Connectivity Issues
Incident Report for LiveKit
Postmortem

We experienced another failure in our global messaging bus today. The failure started at 11:50 PT, with services fully restored by 12:13PT. This is the second time this had occurred in the last week.

One of our primary design goals of LiveKit Cloud is to have nothing shared between data centers, in order to remain operational even when entire data centers become unavailable.

We’ve discovered in recent weeks that the message bus component that we utilize (NATS JetStream) does not provide the isolation that we thought it did. Today’s outage was caused by a hardware failure on a single instance of NATS. That failure appeared to render the entire JetStream system unusable until all instances are restarted together. This appears to be a bug in the version of NATS that we are using.

While we believe the bug will be resolved by the NATS team, it’s clear that having reliance on JetStream does not give us the isolation guarantees that we need for LiveKit Cloud. We will be making some key architecture changes that remove that reliance over the next month. It is imperative to the LiveKit team that Cloud is providing reliable infrastructure that can withstand all kinds of failures, hardware or software, without disrupting real-time services.
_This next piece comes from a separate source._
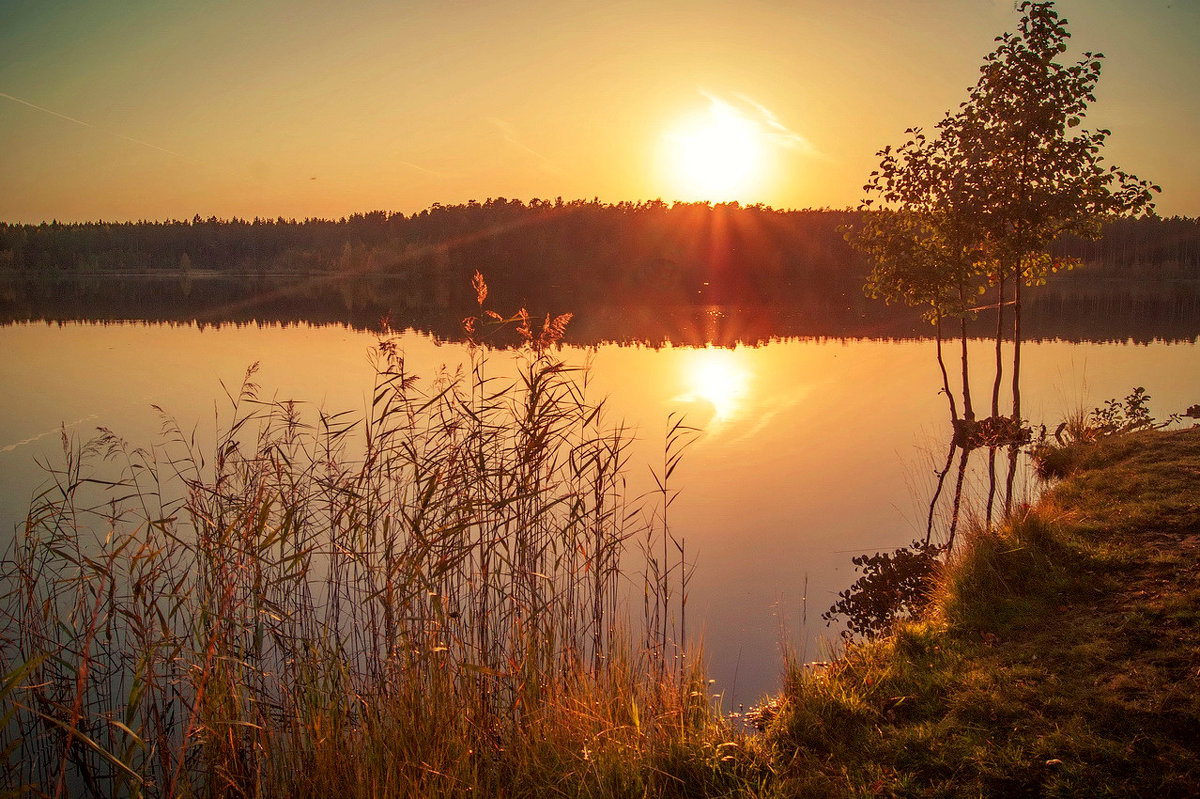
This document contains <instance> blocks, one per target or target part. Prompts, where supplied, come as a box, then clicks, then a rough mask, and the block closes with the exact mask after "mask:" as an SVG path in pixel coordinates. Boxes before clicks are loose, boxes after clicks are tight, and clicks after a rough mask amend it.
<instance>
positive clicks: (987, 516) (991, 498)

Posted Feb 13, 2023 - 15:29 PST

Resolved
This incident has been resolved.
Posted Feb 13, 2023 - 15:04 PST
Monitoring
A fix has been implemented and we are monitoring the results.
Posted Feb 13, 2023 - 12:13 PST
Identified
Message bus outage
Posted Feb 13, 2023 - 12:06 PST
Investigating
We are currently investigating this issue.
Posted Feb 13, 2023 - 12:00 PST
This incident affected: Global Real Time Communication.